Le Venice Sessions - un'iniziativa di pensiero collettivo promossa da Telecom e Nova - sono una di quelle classiche situazioni di pausa e sospensione del lavoro quotidiano che permettono alla testa di liberarsi e volare un po' più alto del solito, anche lontano dai temi trattati. Basta uno spunto per fare da trampolino a una serie di associazioni libere e ti trovi all'improvviso più ricco di idee, di energie, di tranquillità.

Ho partecipato il 12 maggio alla terza Session, dedicata ad arte e tecnologia e ho smesso di seguire il filo del discorso - apparentemente - sedotta dalla bellezza delle opere d'arte mostrate da Daniel Birnbaum, il curatore della Biennale di Venezia.

Mi sono resa conto che in realtà aspettavo solo di tirare i miei, di fili, il che è successo quando a conclusione della giornata Giovanna Amadasi, rispondendo alle (viete) critiche sull'improbabilità dell'arte contemporanea, ci ha ricordato che l'arte può essere pienamente vissuta (e apprezzata) solo quando viene vissuta nel suo dispiegarsi nella realtà, in un ambiente.

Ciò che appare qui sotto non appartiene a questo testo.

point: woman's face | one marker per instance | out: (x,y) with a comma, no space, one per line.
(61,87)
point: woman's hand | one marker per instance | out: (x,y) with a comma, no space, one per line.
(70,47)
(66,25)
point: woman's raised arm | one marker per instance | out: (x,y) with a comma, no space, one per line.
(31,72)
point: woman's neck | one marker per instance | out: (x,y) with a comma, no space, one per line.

Un affresco, un'installazione, un quadro, un murales per me sono medium oltre che messaggi e come tali producono senso solo se fruiti come l'artista li ha pensati.

E' questo secondo me anche il senso che ancora ci sfugge delle tecnologie, per ora rinchiuse in un computer che ci ancora a una realtà fisica - seppur sempre più mobile. L'interazione uomo-macchina produce mondi, che è esattamente il tema della prossima Biennale (Making Worlds): per ora questi mondi sono quasi esclusivamente cognitivi, interni al pensiero, ma sviluppano il loro potenziale soprattutto quando vengono completati ed esportati nella realtà fisica, della carne, degli atomi. Negli ultimi vent'anni abbiamo faticosamente imparato a sostituire gli atomi con i bit, nei prossimi rideremo di questo momento di passaggio, ormai completamente a nostro agio con una realtà in cui i bit potenziano gli atomi, quasi senza interfacce. Come? Qualcuno lo starà già inventando, noi per ora godiamoci il potere di trasferire menti e relazioni nate in rete nella realtà fisica, senza quasi più notare la differenza.